Fisher v. Lederer, 115 Ill. App. 289 (1904)

Aug. 24, 1904 · Illinois Appellate Court · Gen. No. 4,388
115 Ill. App. 289

Herman Fisher, Jr., v. John Lederer.

Gen. No. 4,388.

1. Bill or exceptions—when, does not present cause for review. Where the bill of exceptions shows a motion for a new trial but does not show what disposition was made thereof and no exception to the ruling of the court made thereon, no cause for review is presented; sucli motion, likewise, cannot be cured by the recitals of the clerk contained in the record proper.

*290Action, of assumpsit.

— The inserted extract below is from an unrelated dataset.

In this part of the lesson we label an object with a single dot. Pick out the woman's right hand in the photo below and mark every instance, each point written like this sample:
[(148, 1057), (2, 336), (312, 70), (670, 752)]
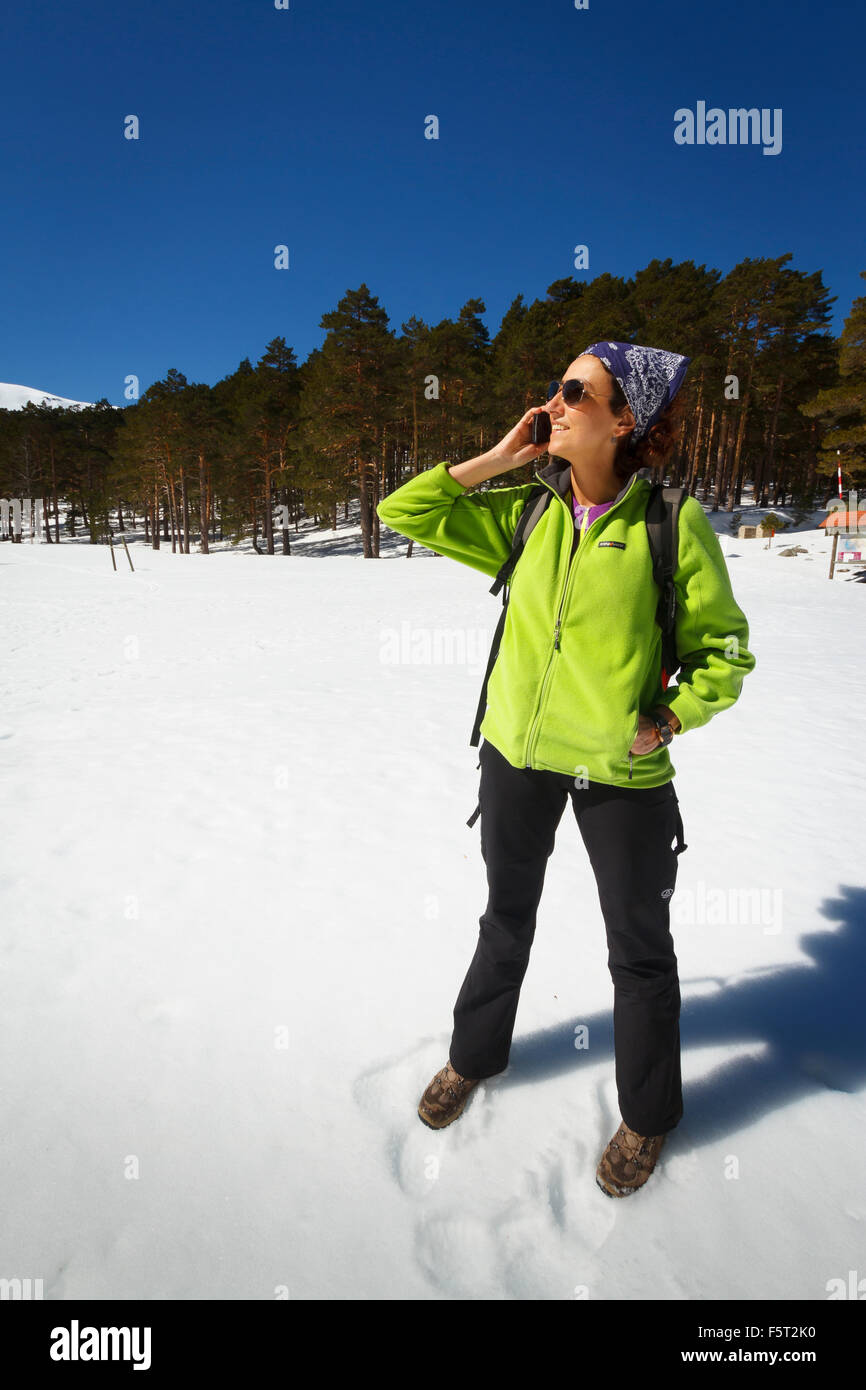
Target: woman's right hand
[(516, 448)]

Appeal from the County Court of Lake County; the Hon. DhWitt L. Jones, Judge; presiding.

Heard in this court at the April term, 1904.

Affirmed.

Opinion filed August 24, 1904.

Benjamin H. Miller, for appellant.

Orvis & Edwards, for appellee.

Mr. Presiding Justice Farmer

delivered the opinion of the court.

This was an action brought by appellee against appellant for money claimed to be due appellee for labor and services rendered appellant. Plaintiff below recovered and defendant brings the ease here by appeal. The recovery was for a balance of $7 claimed to be due appellee for a month’s work from March 3 to April 3,1903, and $20 per month for three months from April 3 to July 3, of the same year. Appellant admits the correctness of the item of $7, but as to the balance of the claim his defense is that he employed appellee to work for him ten months from April 3 for $200; that appellant left without permission and without cause at the end of three months, and the contract of employment being an entire contract, no recovery can be had for the time appellee worked. This record presents no question for our determination. The bill of exceptions contains a motion for a new trial but does not show what disposition was made of the motion, and contains no exceptions to the ruling of the court made thereon. There is a recital in the transcript of the record prepared by the clerk of the trial court, that the court overruled the motion and that appellant excepted to the ruling; but it has been repeatedly held that it is not within the power and authority of the clerk to certify that objections were made or exceptions taken to the rulings and actions of the court. This authority rests in the presiding judge alone, and the only way appellant could have brought the rulings of the court in overruling the motion for a new trial and rendering a judgment on the verdict before us, would have been to have excepted to the court’s ruling and have had the exception preserved in the bill of exceptions. People v, *291C. & N. W. Ry. Co., 200 Ill. 289, and cases there cited; Burch v. Goodenough, 110 Ill. App. 603. Bo question, therefore, being presented for our consideration," the judgment of the court below is affirmed.

Affirmed.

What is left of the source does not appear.